Figure 5—figure supplement 7. Slow to fast switching in sorted sub-populations and in gene deletion mutants.
(A) Figure showing the microcolony growth rate distribution for the WT strain. The dotted line represents the growth rate of 0.3 h−1 which was used as cutoff for defining slow and fast cells and to estimate slow to fast and fast to slow switching in microcolonies. (B) Percentage of microcolonies showing slow to fast switching and fast to slow switching in the sub-population of cells in TMRE sorted bins HI, M1, M2 and LO from WT strain. (C) Data showing the growth rates of microcolonies showing slow to fast switching (in red), fast to slow switching (in blue) and no switching (in black) from sorted bins in WT strain (D) Percentage of microcolonies showing slow to fast and fast to slow switching in WT strain and other deletion strains using the growth rate cutoff of 0.3 h−1. (E) Correlation between percentage of cells showing fast to slow switching in WT and deletion strains and percentage of cells showing slow to fast transition with percentage of slow growing sub-population.
Figure 5—figure supplement 8. Percentage of microcolonies showing slow to fast switching and fast to slow switching in the sub-population of cells in TMRE sorted bins HI, M1, M2 and LO from WT strain using different growth rate cutoffs (0.24 h−1, 0.26 h−1,0.28h−1,0.30h−1,0.32h−1,0.34h−1, and 0.36 h−1).
Each data point shows result from an independent experiment.
Figure 5—figure supplement 9. Percentage of microcolonies showing slow to fast switching and fast to slow switching in the sub-population of cells in TMRE sorted bins HI, M1, M2 and LO from WT strain using alternative growth rate cutoffs as shown in the figure.
Figure 5—figure supplement 10. Measurement of TMRE in cells of sorted bins HI-LO from WT strain.
(A) right after sorting (B) after 24 hr and 48 hr growth in SCD medium.
Figure 5—figure supplement 11. Microcolony growth rate distribution for cells in HI bin from TMRE sorted WT strain for calculation of switching rate from high to low TMRE state.
80% of the cells were estimated to be slow-growing.
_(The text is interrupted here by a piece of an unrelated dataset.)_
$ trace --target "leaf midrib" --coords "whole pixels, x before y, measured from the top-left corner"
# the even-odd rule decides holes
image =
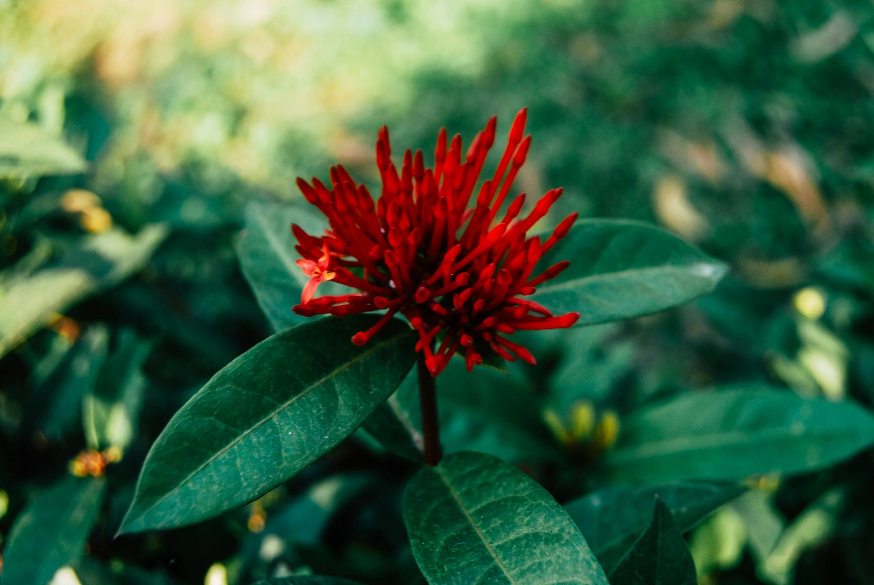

The mean growth rate (geometric mean) of the slow-growing sub-population was estimated to be 0.20 h−1 and the mean growth rate of the fast-growing sub-population was estimated to be 0.37 h−1.
Figure 5—figure supplement 12. Reproducibility of RNAseq experiments and growth rate measurements.
(A) Heatmap depicting distance between replicate RNA-seq samples of the sorted bins HI-LO of the WT strain. One replicate of LO bin showed high distance from all clusters. (B) PCA analysis of expression level of all genes for all replicates of bin HI-LO. Again, one replicate of bin LO was an outlier which was discarded before subsequent analyses. (C) Growth distributions for mip1Δ strain from the deletion collection and for two remade clones. The solid and the dotted lines represent replicate measurements on different days. The data clearly show that the growth rate in the strain from the collection is compensated. (D) Growth distributions for mrpl8Δ strain from the deletion collection and for two remade clones.